The Bureau of Labor Statistics indicated Friday that the overall job situation improved somewhat during the past three months over what it had first reported. The BLS
reported in its monthly job assessment that 192,000 new private jobs were created in March. Governments at all levels added no new jobs. The
official unemployment rate—which BLS calls U3 and calculates in a
separate survey—remained steady at 6.7 percent.
The bureau's report includes several alternative calculations each month. U6 is best known. It encompasses not just Americans with no job, but also those working part time who want full-time positions—the underemployed who are called "part time for economic reason"—and workers who have looked for jobs in the past 12 months but not in the past four weeks. U6 rose from 12.6 percent in February to 12.7 percent in March. U6 does not tally people who have not looked for work in the past 12 months. These jobless are left out of the unemployment count even if they still want jobs but have despaired of finding one.
Full-time and part-time jobs are included in the total, and the bureau makes no monthly assessment of the quality of the jobs people are being hired for, although it does so in other reports.
The bureau revised its previously reported results for January from 129,000 to 144,000, and in February from 175,000 to 197,000. That brought the three-month average to 178,000. At that rate, according to the Hamilton Project's Job Gap calculator, it would take until November 2019 to return us to the pre-recession employment situation while absorbing the people who enter the labor force each month.
A consensus experts surveyed by Bloomberg News before the report was released figured the economy created 206,000 jobs in March. To the civilian labor force were added 503,000 in March. That rise came after a rise of 264,000 in February and a 499,000 rise in January. The employment-population ratio rose to 58.9 percent. The labor force participation rate rose to 63.2 percent, the second consecutive 0.2 percent rise.
The number of long-term unemployed who have been jobless for 27 weeks or more, fell slightly to 3.7 million, 35.8 percent of all those accounted for who have no work.
The number of officially unemployed Americans remained steady at 10.5 million. But there are the millions of discouraged workers not included in that count because they have left the workforce.
For more details about today's jobs report, please continue reading below the meandering orange unemployment line.

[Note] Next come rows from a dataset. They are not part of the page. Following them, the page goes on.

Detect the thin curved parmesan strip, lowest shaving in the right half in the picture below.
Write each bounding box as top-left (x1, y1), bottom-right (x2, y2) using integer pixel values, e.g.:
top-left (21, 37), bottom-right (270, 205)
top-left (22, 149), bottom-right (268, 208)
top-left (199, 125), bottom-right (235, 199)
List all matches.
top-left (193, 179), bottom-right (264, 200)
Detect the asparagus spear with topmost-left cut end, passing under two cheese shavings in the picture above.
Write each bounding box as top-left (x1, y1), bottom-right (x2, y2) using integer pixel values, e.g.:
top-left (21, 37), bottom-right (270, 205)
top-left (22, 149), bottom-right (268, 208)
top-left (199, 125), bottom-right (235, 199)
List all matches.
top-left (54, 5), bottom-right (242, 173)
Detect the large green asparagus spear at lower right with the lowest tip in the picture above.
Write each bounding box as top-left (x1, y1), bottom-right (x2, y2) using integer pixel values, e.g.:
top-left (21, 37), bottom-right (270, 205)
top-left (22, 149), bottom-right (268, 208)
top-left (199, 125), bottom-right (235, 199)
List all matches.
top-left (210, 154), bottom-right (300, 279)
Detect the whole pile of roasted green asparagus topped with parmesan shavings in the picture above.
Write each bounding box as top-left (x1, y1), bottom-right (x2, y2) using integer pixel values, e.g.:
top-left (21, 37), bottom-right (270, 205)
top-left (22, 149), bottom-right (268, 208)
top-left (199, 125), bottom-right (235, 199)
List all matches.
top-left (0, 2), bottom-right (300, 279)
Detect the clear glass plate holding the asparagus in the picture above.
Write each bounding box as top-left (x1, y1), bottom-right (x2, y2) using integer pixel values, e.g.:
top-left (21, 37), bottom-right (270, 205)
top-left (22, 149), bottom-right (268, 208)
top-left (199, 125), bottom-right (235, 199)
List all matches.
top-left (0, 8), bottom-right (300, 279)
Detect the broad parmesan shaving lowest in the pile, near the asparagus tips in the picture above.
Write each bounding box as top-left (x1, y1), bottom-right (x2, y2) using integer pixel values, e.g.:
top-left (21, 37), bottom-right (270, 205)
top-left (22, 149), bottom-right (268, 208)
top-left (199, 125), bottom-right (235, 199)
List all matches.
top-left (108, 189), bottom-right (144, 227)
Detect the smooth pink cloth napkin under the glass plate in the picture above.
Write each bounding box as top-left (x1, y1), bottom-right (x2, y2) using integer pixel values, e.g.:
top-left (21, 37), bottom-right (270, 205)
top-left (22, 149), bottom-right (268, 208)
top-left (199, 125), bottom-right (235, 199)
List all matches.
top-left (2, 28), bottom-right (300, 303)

The payroll services company Automatic Data Processing had reported on Wednesday a seasonally adjusted gain of 191,000 private-sector jobs for March. ADP does not report on public-sector jobs and its estimated growth figures, despite a change in methodology in 2012, frequently aren't a close match with the BLS private-job figures.
Among other news in the March job report:
Demographic breakdown of official (U3) seasonally adjusted jobless rate:
• African American: 12.4 percent
• Latino: 7.9 percent
• Asian (not seasonally adjusted): 5.4 percent
• American Indian (data not collected on monthly basis)
• White: 5.8 percent
• Adult women (20 and older): 6.2 percent
• Adult Men (20 and older): 6.2 percent
• Teenagers (16-19): 20.9 percent
Duration of unemployment:
• Less than five weeks: 2.46 million
• 5 to 14 weeks: 2.58 million
• 15 to 26 weeks: 1.68 million
• 27 weeks and more: 3.74 million
Job gains and losses in selected categories:
• Professional services: + 57,000
• Transportation and warehousing : + 7,900
• Leisure & hospitality: + 29,000
• Information: + 2,000
• Health care: + 27,000
• Retail trade: + 21,300
• Construction: + 19,000
• Manufacturing: - 1,000
• Average weekly manufacturing hours rose a strong 0.3 hours to 41.1 hours.
• Average work week for all employees on non-farm payrolls rose to 34.5 hours.
• Average hourly earnings for all employees on private nonfarm payrolls fell 1 cent to $24.30.
• Average hourly earnings of private sector production and nonsupervisory employees fell cents to $20.47.
Here's what the seasonally adjusted job growth numbers have looked like in March for the previous 10 years.
March 2004: + 332,000
March 2005: + 134,000
March 2006: + 280,000
March 2007: + 188,000
March 2008: - 80,000
March 2009: - 826,000
March 2010: + 156,000
March 2011: + 212,000
March 2012: + 243,000
March 2013: + 141,000
March 2014: + 192,000
The BLS jobs report is the product of a pair of surveys, one of more than 410,000 business establishments called Current Employment Statistics, and one called the Current Population Survey, which questions 60,000 householders each month. The establishment survey determines how many new jobs were added. It is always calculated on a seasonally adjusted basis determined by a frequently tweaked formula. The BLS report only provides a snapshot of what's happening at a single point in time.
It's important to understand that the jobs-created-last-month-numbers that it reports are not "real." Not because of a conspiracy, but because statisticians apply formulas to the raw data, estimate the number of jobs created by the "birth" and "death" of businesses, and use other filters to fine-tune the numbers. And, always good to remember, in the fine print, they tell us that the actual number of newly created jobs reported is actually plus or minus 100,000.